Der Oberste Gerichtshof hat durch den Senatspräsidenten des Obersten Gerichtshofes Hon.-Prof.Dr.Griehsler als Vorsitzenden und durch die Hofräte des Obersten Gerichtshofes Dr.Huber, Dr.Graf, Dr.Jelinek und Dr.Schinko als weitere Richter in der Pflegschaftssache der am ***** geborenen N***** A*****, vertreten durch den Magistrat der Landeshauptstadt St.Pölten als Unterhaltssachwalter, infolge Revisionsrekurs der Minderjährigen gegen den Beschluß des Landesgerichtes St.Pölten vom 15.Jänner 1992, GZ R 30/92-107, womit der Beschluß des Bezirksgerichtes St.Pölten vom 9.Dezember 1991, GZ 1 P 58/78-104, teilweise abgeändert wurde, den Beschluß

gefaßt:

Spruch

Dem Revisionsrekurs wird Folge gegeben.

Die Beschlüsse der Vorinstanzen werden ersatzlos behoben.

Text

Begründung:

Die Minderjährige erhielt zuletzt - bei einer nach dem Beschluß vom 1.8.1991 (ON 99) bestehenden Unterhaltsverpflichtung des Vaters von S 3.570 - aufgrund des Herabsetzungsbeschlusses vom 30.9.1991 (ON 102) einen monatlichen Unterhaltsvorschuß von S 2.070.

Aufgrund der Mitteilung, daß die Minderjährige seit 4.11.1991 als kaufmännischer Lehrling eine monatliche Entschädigung von S 3.643 inklusive anteiliger Sonderzahlungen erhält, hat das Erstgericht die Höhe der Vorschüsse ab 1.12.1991 auf S 1.550 herabgesetzt und verfügt, daß die zu Unrecht ausbezahlten Beträge in monatlichen Teilbeträgen von S 90 einbehalten werden, weil die Lehrlingsentschädigung im Verhältnis 2 : 1 zugunsten des Unterhaltspflichtigen zu berücksichtigen und der danach bestehende Differenzbetrag zum Höchstbetrag nach § 6 Abs 1 UVG (S 3.980 im Jahr 1991) zu bevorschussen sei.

Das Rekursgericht gab dem Rekurs der Minderjährigen teilweise Folge, setzte in Abänderung des angefochtenen Beschlusses die Höhe der Unterhaltsvorschüsse ab 1.1.1992 auf nur S 1.900 herab und ließ den Rekurs an den Obersten Gerichtshof zu.
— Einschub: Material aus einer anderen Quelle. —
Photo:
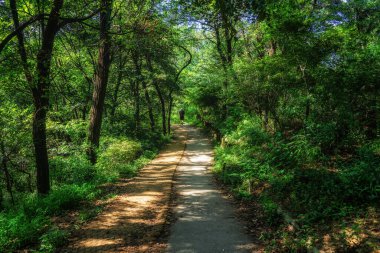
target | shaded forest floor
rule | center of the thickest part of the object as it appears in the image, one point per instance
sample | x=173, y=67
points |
x=135, y=219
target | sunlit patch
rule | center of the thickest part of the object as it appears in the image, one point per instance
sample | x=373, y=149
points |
x=201, y=158
x=141, y=199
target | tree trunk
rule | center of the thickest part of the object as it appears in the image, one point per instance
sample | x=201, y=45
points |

Es äußerte in Übereinstimmung mit dem Erstgericht die Ansicht, daß die Vorschüsse gemeinsam mit dem zu berücksichtigenden Eigeneinkommen der Minderjährigen monatlich den Richtsatz für pensionsberechtigte Halbwaisen nicht übersteigen dürfen, die Minderung der Unterhaltsverpflichtung nicht nur einseitig dem nicht betreuenden Elternteil zugute kommen dürfe und die Lehrlingsentschädigung im Verhältnis 2 : 1 zugunsten des Geldunterhaltspflichtigen zu berücksichtigen sei; es berücksichtigte aber, daß der monatliche Höchstbetrag gemäß § 6 Abs 1 UVG ab 1.1.1992 S 4.312 betrage und setzte daher den Unterhaltsvorschuß ab diesem Zeitpunkt mit S 1.900 fest.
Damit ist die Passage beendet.